2019年08月13日 公開
2022年07月08日 更新
写真:大坊崇
7月の参院選では、与野党の構図に大きな変化はみられなかった。そのなかで辛坊治郎氏は、「安倍政権最後の課題」は憲法9条の改正だと説く。またホルムズ海峡におけるタンカー防衛の有志連合について、一部野党が唱える批判の矛盾を指摘。日本の重大論点を徹底解説する。
※本稿は月刊誌『Voice』(2019年9月号)、辛坊治郎氏の「左派ポピュリズム台頭の萌芽」より一部抜粋・編集したものです。
聞き手:編集部(中西史也)
――参院選を乗り切った安倍首相の通算在職日数は、8月24日に佐藤栄作を抜き歴代2位に、11月20日には桂太郎を超えて憲政史上最長となります。安倍首相が自民党総裁としての任期である2021年9月までに行なうべき、「最後の課題」は何でしょうか。
【辛坊】 やはり、いまだ実現できていない憲法改正でしょう。とりわけ9条への自衛隊明記です。ただ、いまの見立てでは、衆参両院で3分の2の賛成を得て国会で発議し、国民投票で過半数を得ることはかなり難しい。
現在、衆議院では自民、公明、維新、一部無所属の「改憲勢力」が3分の2を確保していますが、参議院では今回の選挙の結果、3分の2まで4議席届いていません。
改憲に前向きな議員もいる国民民主と折り合いがつけられれば、物理的な議席は足ります。
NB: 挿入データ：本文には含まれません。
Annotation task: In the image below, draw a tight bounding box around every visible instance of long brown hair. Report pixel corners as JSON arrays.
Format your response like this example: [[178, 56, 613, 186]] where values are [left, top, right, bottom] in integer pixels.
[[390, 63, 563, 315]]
しかし、各党の調整を取り付けて条文案をまとめるためには、そうとうな政治力が必要です。
公明党は元来、憲法改正には懐疑的ですから、簡単には乗ってこないでしょう。
――2015年の平和安全法制で、集団的自衛権の行使を限定的にとどめることで自公が合意したように、抑制的な憲法改正案で折り合うことはないでしょうか。
【辛坊】 もし各党との合意が得られる素地ができても、国民投票で過半数を得られるほど憲法改正の機運を高めるのは難しいと思います。
安倍首相は自らの任期中に改憲を実現したい旨を語っていますが、本気でやる気があるのかどうも煮え切らない。
憲法9条の改正は自衛隊明記案以外に、戦力の不保持と交戦権の否認を記した2項の削除案など、自民党内でも意見が分かれています。
――一方で、立憲民主は安倍政権での改憲に反対、共産党は改憲の議論にすら応じない姿勢を示しています。